The health of the Earl, shattered by the anxieties and episodes which have been recorded, rendered it necessary that he should seek repose in the south of France. But his ailment was mortal. He breathed his last at Pau, in the month of April, 1820, surrounded by his wife and children, leaving behind him many friends, and numerous admirers of his intellectual qualities and his courage. The Great North-West of to-day is his monument.
The death of its principal Adventurer strengthened, on the part of the Company, the sentiment for peace; and by removing the chief obstacle hastened an amalgamation of interests of the rival traders. None then could nor can now but perceive, if they examine the situation broadly, that the complete annihilation of the North-West Association was a mere matter of time. None recognized this more than their agents in London, who had repeatedly made overtures to Lord Selkirk for amalgamation, but which were by him rejected as often as made.
To Edward Ellice, a leading partner, an enterprising merchant, and a rising parliamentarian, belongs the chief credit of bringing about this union. This young man was the son of Alexander Ellice, a wealthy London merchant, and himself directly interested in the Canadian fur-trade. In 1803, when a lad of but fourteen, young Ellice had gone out to Canada, and animated by a love of adventure, had entered into the life of a trader, under the auspices of his father's friends. Ellice was quick to grasp the tendency of affairs. The terrible struggle of recent years made by the Northmen had told severely upon them.[108]
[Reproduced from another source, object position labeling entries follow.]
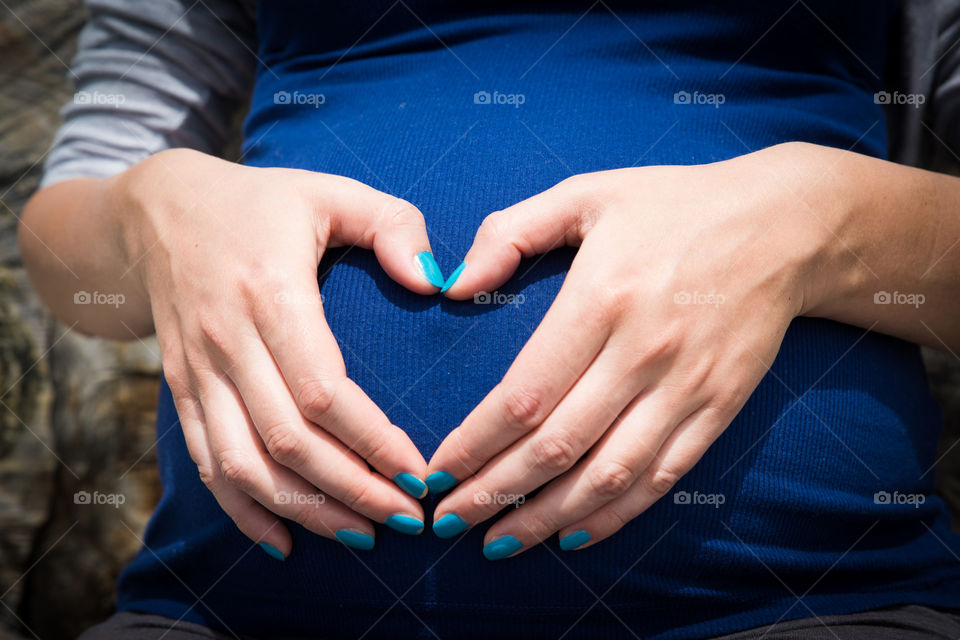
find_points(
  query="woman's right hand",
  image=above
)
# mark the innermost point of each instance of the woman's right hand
(228, 255)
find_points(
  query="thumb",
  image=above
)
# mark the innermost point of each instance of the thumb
(549, 220)
(357, 214)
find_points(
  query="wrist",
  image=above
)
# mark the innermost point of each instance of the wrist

The partners met at Fort William, in July, 1820, and a stormy session served to reflect their vexed plight. Dissensions exhibited themselves; the minority, at least, felt that in their London agents—Ellice and the McGillivrays—coming to terms with the Hudson's Bay Company, lay their only hope of salvation.
Union of the two Companies.
Without, however, consulting the powers at Fort William, these agents in London were acting on their own account. Conferences with the Chartered Adventurers took place daily. By the time the partnership between the Northmen themselves expired, in 1821, the negotiations had attained the form of an agreement. Delegates had been sent from Fort William to confer with their English representatives as to the future of the interests of the North-West Company. Ellice received them cordially in his office in Mark Lane and showed them an instrument which he called the Deed Poll. This document bore the names of the Governor, Berens, and the Committee of the Honourable Hudson's Bay Company, on the one part, and the McGillivrays and Ellice, on the other. The astonished delegates gazed upon the signed and sealed instrument, and recognized that the North-West Company had ceased to exist. "Amalgamation," cried one of them, "this is not amalgamation, but submersion. We are drowned men."
A coalition and partnership had been agreed upon for twenty-one years, on the basis that each should furnish an equal capital for conducting the trade. This Deed Poll, which bore date of March 26, 1821, provided that the expenses of the establishment should be paid out of the trade, and that no expense of colonization or any commerce not directly relating to the fur-trade, was to fall upon the Company.